We believe it is critical to watch how the system adapts to these new treatments. In our view, the current pace of innovation implies companies expect high profits per patient, but if prices go lower with increased competition or regulation, will that reduce the incentive for future innovation?
Bottom line: Investment implications
In our view, genomic sequencing is likely to fuel a revolution that drives the future of medicine. Many diseases, from the rare to the more common, will be increasingly treatable and even curable as a result of this innovation. We expect average prices for gene therapy to fall over time and competition to increase. Price pressures will, in our view, be most acute for those diseases with large patient populations and current treatment paradigms. However, we do not expect high levels of patient penetration across new gene therapy treatments in the short term.
The investment opportunities these innovations present span biopharma companies, genetics-based diagnostics firms, and sequencing equipment companies. There are now dozens of publicly traded companies that we find compelling in this space as well as more private companies that we frequently assess. This offers an investable opportunity set that is far greater in 2021 compared to even 10 years ago. Importantly, we believe this opportunity will continue to grow.

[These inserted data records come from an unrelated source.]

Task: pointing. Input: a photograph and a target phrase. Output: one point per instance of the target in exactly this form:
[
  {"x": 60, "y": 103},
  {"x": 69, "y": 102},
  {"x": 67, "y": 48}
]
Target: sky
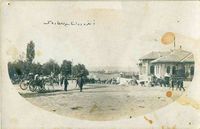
[{"x": 122, "y": 31}]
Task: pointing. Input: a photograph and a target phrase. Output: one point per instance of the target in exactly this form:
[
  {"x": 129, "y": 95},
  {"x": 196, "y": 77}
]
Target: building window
[
  {"x": 173, "y": 70},
  {"x": 192, "y": 70},
  {"x": 152, "y": 69},
  {"x": 168, "y": 69}
]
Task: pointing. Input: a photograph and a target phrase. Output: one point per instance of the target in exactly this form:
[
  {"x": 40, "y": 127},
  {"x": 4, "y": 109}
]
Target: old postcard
[{"x": 100, "y": 65}]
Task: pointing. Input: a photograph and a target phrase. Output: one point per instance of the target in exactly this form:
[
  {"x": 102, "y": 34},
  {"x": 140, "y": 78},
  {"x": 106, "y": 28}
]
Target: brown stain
[
  {"x": 168, "y": 38},
  {"x": 14, "y": 121},
  {"x": 169, "y": 93},
  {"x": 188, "y": 101},
  {"x": 94, "y": 108},
  {"x": 147, "y": 119},
  {"x": 168, "y": 127},
  {"x": 38, "y": 53}
]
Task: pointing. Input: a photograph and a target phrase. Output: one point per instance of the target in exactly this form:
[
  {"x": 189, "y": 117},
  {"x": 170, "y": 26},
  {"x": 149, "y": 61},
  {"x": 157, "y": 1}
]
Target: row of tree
[{"x": 24, "y": 67}]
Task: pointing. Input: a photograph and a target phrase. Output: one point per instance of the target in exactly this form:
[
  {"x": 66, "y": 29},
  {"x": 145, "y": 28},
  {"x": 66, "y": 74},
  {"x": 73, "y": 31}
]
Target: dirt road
[{"x": 99, "y": 102}]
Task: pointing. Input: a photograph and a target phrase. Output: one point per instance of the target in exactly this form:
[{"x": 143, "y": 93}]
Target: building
[{"x": 172, "y": 62}]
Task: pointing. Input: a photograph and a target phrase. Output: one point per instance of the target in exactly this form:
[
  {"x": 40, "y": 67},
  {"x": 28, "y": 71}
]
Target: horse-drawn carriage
[{"x": 38, "y": 83}]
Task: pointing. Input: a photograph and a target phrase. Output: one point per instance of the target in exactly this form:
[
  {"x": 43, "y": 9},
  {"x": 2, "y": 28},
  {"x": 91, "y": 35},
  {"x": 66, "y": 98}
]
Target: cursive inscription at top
[{"x": 71, "y": 23}]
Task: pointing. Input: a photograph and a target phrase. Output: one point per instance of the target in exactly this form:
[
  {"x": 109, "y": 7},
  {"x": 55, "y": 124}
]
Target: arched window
[
  {"x": 168, "y": 69},
  {"x": 192, "y": 70},
  {"x": 174, "y": 70},
  {"x": 152, "y": 69}
]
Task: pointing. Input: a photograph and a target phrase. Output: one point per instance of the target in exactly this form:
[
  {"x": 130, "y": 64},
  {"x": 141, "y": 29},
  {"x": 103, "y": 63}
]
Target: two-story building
[{"x": 171, "y": 62}]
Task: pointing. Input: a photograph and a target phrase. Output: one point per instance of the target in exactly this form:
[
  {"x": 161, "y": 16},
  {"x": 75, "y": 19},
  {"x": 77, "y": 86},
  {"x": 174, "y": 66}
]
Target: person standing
[
  {"x": 80, "y": 83},
  {"x": 65, "y": 83}
]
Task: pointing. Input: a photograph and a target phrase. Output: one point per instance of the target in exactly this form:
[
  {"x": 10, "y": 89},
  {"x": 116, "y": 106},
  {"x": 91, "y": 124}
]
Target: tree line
[{"x": 20, "y": 68}]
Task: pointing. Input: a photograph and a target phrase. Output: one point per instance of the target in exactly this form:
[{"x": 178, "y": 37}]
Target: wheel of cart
[{"x": 23, "y": 84}]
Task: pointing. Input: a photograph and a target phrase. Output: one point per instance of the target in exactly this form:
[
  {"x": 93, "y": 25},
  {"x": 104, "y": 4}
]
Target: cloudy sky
[{"x": 123, "y": 31}]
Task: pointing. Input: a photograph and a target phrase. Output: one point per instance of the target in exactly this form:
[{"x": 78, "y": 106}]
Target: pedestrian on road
[
  {"x": 65, "y": 83},
  {"x": 80, "y": 83}
]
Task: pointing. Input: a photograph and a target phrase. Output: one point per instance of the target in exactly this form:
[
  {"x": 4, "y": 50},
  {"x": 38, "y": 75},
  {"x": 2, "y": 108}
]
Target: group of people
[
  {"x": 79, "y": 82},
  {"x": 168, "y": 81}
]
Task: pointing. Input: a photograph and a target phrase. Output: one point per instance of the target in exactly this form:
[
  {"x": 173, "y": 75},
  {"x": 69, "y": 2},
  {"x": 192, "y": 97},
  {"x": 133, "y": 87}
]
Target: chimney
[{"x": 180, "y": 47}]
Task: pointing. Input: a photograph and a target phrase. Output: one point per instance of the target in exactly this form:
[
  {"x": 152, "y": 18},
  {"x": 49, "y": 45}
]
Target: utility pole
[{"x": 174, "y": 42}]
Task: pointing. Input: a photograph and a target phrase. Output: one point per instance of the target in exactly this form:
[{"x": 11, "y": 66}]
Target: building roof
[
  {"x": 177, "y": 55},
  {"x": 154, "y": 55}
]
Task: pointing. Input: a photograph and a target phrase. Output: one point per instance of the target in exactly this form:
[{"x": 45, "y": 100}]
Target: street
[{"x": 101, "y": 102}]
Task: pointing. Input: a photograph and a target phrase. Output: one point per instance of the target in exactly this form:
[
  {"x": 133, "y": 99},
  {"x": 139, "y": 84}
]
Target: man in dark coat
[
  {"x": 80, "y": 83},
  {"x": 65, "y": 83}
]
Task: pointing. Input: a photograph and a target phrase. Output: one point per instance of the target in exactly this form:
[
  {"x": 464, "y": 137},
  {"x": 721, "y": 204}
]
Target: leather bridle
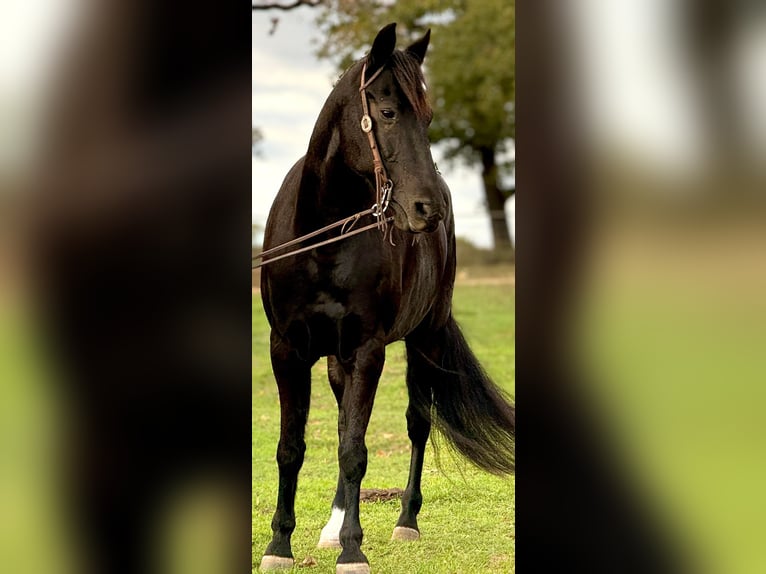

We think gene therapy proliferation also provides an opportunity for MCOs to demonstrate their value add to the system and their clients, as well as to create new products for self-insured customers.
Countries and regions are likely to see varying levels of adoption as these advancements continue. In our view, we should be looking to Europe to adopt these therapies more quickly given their single-payer model. In the US, many questions remain. Will states shift risks to new programs and private payers to manage cost? Should the federal government take the lead? Or is a state-by-state approach more likely?
We are entering a new frontier driven by genomic testing and the treatments it enables. In our view, this will improve health care and create opportunities for innovative treatments. But it will also have significant impacts on the system as a whole as the health care industry and countries alike adapt to new treatment and cost paradigms.